В школе мы сидели за одной партой. Но когда в третьем классе у нас началась мода «щупать» девчонок, Дина была единственной, кого я не решился тронуть. А когда в седьмом мы, наоборот, стали влюбляться, я, конечно, в нее влюбился. И остальные мальчишки тоже.

Но она была так высоко, что это не имело значения. Только Лаэль, летая, умел быть столь же.

Школа кончилась однажды. И однажды же, порвав связующие с окружающим канатики, я побрел.

– Смотри, – крикнул мне вдогонку Мерцифель, – утонешь послезавтра!

Быть может, это он просто пошутил так, но, возможно, что и правда предвидел что-то. Он способен. Если так, то спасибо ему. Ибо с тех пор я купался только со спасательным кругом и так и не утонул.
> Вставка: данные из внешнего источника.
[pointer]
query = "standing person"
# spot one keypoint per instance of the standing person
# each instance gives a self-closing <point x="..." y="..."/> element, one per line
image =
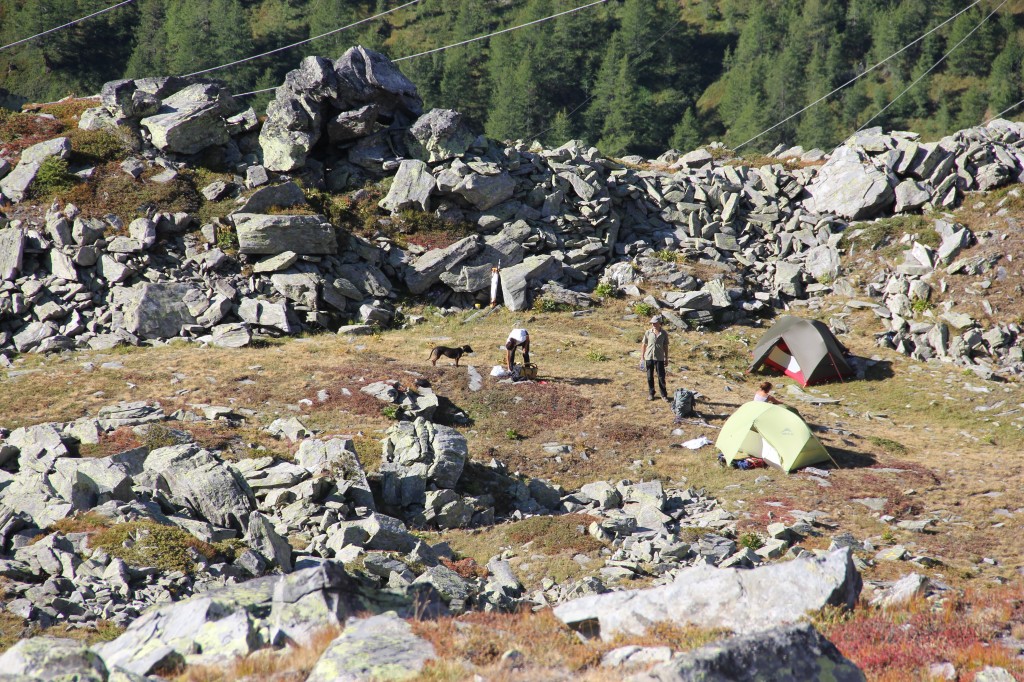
<point x="518" y="338"/>
<point x="655" y="356"/>
<point x="763" y="394"/>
Я после заметил: он всегда хотел мне напакостить, а на самом деле – выручал. А Лаэль, наоборот, добра мне желал.

И вот еще что занятно: они, сама противоположность, в конечном счете, одно и то же делали. Вот и тогда. Школа кончилась однажды, я забрался на чердак и спросил Лаэля:

– Нужно ли мне уходить? Деревья перестали расти. А я хочу выше.

– А Дина? – спросил Лаэль, покрываясь голубыми пупырышками.

– Конечно, – ответил я, – но я ведь и не видел никого больше.

– Иди, – сказал Лаэль и закутался в крылья: боялся, что, уходя, я открою дверь и промелькнет сквозняк.

Я спустился в подвал:

– Нужно ли мне уходить? Деревья перестали расти. А я хочу выше. Конечно, Дина. Но кроме нее я никого и не видел.

– Потеряй же и ее, хе-хе, – проскрипел Мерцифель, пахнув мне в ноздри зубовной гнилью. – Иди.

Один желал счастья мне, другой – гибели. Но «иди» сказали мне оба.

Когда узнала Дина, заплакала. И моя беззащитность отразилась в ее слезах. А потом она вынула из кармана семечко подсолнуха. И сказала:

– Возьми.

Я взял. А ее поцеловал в мокрые веки, чувствуя, как земля становится шаткой.

– Зачем ты идешь? – спросила она. Что я мог ответить? Только то, что я должен увидеть многое.

Я слышал, есть дивная птаха,
В крутом магаданском краю,
Так поет, как не поют в раю
Ангелы песню свою. 

(Музыка та же) 

Сперва я шел пешком. После случилось заскочить на платформу поезда. Вокруг были ветер и деревья. Они переполняли меня и изнутри. Ветер и деревья!

Ветер, деревья и звезды.

В городе, куда я попал, я сразу увидел высоченные стволы. У меня дух захватило. Но, чуть приглядевшись, я понял, что веток-то на стволах нет. Это же просто-напросто столбы.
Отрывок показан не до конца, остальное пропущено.